Sometimes, it’s tough not living up to other people’s expectations. It’s even tougher trying to figure out why you’re trying to to live up to them in the first place. When Ploy told me that if I wanted to stay in Thailand I needed to teach English I was dismayed. I don’t particularly enjoy the company of children. Where other women let out a chorus of “ooohs” and “aahs” I stare dumbfoundedly for a few seconds before I remember that I’m supposed to let out an approving, “Oh he/she is so cuuuuute!”
I knew teaching English was a bad idea before I ever stepped foot in a classroom. I just hoped that perhaps my lack of fondness for children stemmed from underexposure and that if I taught them, I would find that magical maternal instinct that so many other women seemed to have. Within 1 week of quitting from the first school, I got a call to teach at another Thai school. I chuckled cynically. Was the world trying to tell me to keep trying? I turned that job offer down. Instead, I applied for a job at a call center in Chiang Mai, a town 2.5 hours away. Remarkably, the following week, I received another call to teach at A.M.E.C., a pilot school. I was waiting for a response from the call center position. I accepted to interview due to some gaffes with the call center (showing up onsite for what should’ve been a telephone interview, showing up half an hour late to the onsite interview because I got lost). I was upfront about the job opportunity in Chiang Mai. I told them that I preferred the other job and that if I was offered the position I would take it. This didn’t bother them. They still wanted me to teach at their school.
I said yes to A.M.E.C.. I knew I wasn’t ready to go home yet. I was hoping that the terrible working conditions at Bansankhong got in the way of developing my maternal instincts. This acceptance was tinged with dread. I kept thinking, “What if it’s really true that I don’t like kids?? Does that make me a horrible person?” I couldn’t figure out why I was doubting something I’d known since I was 10. I received a job offer from the call center on the same day I started teaching at A.M.E.C.. I told A.M.E.C. I would teach there. I also told them that I was more interested in the call center position. I was torn.
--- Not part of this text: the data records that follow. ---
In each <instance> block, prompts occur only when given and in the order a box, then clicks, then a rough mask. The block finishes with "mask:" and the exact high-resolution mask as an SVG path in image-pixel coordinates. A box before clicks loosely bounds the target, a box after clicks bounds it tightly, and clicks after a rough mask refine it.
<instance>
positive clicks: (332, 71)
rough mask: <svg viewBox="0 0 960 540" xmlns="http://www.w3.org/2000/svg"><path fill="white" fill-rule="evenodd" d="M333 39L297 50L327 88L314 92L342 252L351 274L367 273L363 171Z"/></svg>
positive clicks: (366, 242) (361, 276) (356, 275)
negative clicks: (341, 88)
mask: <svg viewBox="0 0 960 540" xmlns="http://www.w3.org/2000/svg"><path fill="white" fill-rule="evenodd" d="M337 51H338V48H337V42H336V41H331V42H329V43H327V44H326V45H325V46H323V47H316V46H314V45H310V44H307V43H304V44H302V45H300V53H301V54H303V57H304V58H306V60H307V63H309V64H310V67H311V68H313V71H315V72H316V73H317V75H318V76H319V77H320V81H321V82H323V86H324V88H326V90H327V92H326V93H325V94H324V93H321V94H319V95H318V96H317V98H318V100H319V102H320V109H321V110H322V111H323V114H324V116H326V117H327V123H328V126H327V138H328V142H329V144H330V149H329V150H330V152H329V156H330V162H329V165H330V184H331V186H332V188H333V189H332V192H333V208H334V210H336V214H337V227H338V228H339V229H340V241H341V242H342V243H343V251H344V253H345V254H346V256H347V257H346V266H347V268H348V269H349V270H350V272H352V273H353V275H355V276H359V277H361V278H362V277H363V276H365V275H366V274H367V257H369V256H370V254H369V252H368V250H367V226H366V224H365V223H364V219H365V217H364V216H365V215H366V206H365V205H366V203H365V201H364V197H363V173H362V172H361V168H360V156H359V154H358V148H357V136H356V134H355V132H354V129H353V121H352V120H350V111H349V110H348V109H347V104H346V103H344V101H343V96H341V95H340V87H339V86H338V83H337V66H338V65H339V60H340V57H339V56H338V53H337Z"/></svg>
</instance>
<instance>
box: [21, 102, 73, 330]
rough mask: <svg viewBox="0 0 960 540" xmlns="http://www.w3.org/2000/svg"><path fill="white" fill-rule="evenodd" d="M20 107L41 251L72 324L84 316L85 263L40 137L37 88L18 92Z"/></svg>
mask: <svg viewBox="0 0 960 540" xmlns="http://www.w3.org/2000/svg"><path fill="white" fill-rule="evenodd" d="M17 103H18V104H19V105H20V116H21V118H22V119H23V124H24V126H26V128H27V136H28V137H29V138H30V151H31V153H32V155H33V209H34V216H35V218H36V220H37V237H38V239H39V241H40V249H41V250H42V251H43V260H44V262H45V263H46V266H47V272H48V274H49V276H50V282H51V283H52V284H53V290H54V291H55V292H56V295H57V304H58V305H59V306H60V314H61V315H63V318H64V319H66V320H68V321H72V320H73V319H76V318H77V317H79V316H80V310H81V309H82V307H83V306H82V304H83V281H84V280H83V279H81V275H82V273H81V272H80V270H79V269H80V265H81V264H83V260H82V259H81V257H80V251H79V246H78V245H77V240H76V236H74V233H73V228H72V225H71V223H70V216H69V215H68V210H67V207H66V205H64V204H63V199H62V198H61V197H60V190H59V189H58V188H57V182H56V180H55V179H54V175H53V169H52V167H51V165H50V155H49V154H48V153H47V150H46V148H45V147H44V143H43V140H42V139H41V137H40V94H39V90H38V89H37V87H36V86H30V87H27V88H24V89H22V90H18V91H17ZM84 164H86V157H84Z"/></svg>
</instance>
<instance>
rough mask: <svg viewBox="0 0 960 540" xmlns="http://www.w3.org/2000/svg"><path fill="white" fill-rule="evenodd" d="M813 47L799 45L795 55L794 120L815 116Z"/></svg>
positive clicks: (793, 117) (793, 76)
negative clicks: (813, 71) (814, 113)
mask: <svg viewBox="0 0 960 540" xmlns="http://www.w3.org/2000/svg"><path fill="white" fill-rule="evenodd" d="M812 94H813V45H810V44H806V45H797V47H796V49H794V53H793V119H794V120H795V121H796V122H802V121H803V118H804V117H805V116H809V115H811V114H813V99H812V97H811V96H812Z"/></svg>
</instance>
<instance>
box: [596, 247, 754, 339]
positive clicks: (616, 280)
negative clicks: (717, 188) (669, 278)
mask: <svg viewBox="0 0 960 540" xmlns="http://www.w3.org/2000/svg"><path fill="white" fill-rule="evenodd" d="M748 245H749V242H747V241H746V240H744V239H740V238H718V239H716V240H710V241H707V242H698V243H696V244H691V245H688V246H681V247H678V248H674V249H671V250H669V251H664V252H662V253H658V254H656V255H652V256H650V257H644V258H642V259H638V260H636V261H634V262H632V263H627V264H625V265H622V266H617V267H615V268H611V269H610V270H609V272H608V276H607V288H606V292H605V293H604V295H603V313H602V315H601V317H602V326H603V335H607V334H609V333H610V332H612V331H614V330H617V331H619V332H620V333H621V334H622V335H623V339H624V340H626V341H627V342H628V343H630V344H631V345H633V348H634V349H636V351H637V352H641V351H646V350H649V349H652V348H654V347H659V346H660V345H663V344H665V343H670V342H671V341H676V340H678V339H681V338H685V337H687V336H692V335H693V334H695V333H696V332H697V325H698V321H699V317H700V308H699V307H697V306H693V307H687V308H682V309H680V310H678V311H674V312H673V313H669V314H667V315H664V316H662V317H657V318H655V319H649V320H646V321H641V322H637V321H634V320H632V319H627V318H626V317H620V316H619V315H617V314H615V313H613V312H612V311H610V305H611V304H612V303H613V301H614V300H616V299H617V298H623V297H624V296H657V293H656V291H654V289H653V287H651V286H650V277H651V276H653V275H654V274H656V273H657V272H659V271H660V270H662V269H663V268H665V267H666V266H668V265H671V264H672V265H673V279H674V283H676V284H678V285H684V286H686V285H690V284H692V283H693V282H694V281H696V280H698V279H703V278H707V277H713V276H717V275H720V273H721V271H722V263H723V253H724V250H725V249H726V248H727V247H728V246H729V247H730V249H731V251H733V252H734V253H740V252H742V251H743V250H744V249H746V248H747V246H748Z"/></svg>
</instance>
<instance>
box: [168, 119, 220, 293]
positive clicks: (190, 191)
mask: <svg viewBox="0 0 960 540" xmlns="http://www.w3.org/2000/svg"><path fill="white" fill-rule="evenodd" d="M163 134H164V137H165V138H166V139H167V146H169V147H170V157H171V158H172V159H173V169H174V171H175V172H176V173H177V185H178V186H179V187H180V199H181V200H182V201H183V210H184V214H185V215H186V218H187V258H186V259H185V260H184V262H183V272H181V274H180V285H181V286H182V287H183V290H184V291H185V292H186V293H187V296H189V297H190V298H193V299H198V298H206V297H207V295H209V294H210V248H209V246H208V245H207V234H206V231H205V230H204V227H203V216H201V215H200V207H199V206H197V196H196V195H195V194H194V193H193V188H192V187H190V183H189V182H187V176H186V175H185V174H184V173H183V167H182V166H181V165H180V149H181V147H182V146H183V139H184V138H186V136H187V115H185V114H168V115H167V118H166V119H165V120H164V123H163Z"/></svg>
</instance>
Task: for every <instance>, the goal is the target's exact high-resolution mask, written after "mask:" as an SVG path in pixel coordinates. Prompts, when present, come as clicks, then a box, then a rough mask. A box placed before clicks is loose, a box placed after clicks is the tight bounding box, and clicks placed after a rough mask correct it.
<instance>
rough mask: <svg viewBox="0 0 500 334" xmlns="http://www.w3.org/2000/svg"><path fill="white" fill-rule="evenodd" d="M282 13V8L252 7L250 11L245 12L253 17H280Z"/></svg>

I waited 2 days to tell them I was leaving. I felt like the world’s biggest jerk. Yes, I found the kids irresistibly adorable. I couldn’t help but smile from ear to ear when one of my kindergarten students would come up to me at my desk and offer me one of their stickers (even the ones they didn’t want anymore because they were dirty and wouldn’t stick to anything anymore). It didn’t bother me much when I had to clean up the kid who peed himself. I even gave out a few nicknames: Backwards Shoes Kid (because he always put his shoes on backwards), Mad Scientist (because she always wandered around talking to herself, rubbing her hands together, and laughing maniacally for no reason), Waterworks (because he cried everyday)…
I taught at A.M.E.C. for about 1 month. It was a much better school than Bansankhong. Things were organized. They made sure you had everything you needed. Class sizes were all capped at 25 students (and they enforced this limit). I recommend them to anyone who wants to teach in Thailand.Still, I never shook the feeling that it wasn’t quite right for me.I had been miserable. After being exhausted from trying to living up to expectations, I gave up and walked away. As I wracked my skull trying to figure it out, I realized that I wasn’t being honest with myself. I was forcing myself to like kids in order to win people’s approval. I figured that by playing the role society thought I should play I would be more acceptable and make more friends. It didn’t work. It doesn’t help when friends’ adamant claims of, “You’d be a great mom!” bubble up out of nowhere. I’d always assumed that being a good mother was correlated with wanting to be a mother. Not necessarily, I learned. I’ll probably still mince my words when it comes to liking kids. Why? Because nothing kills a conversation about kids faster than a woman stating, “I don’t like kids.”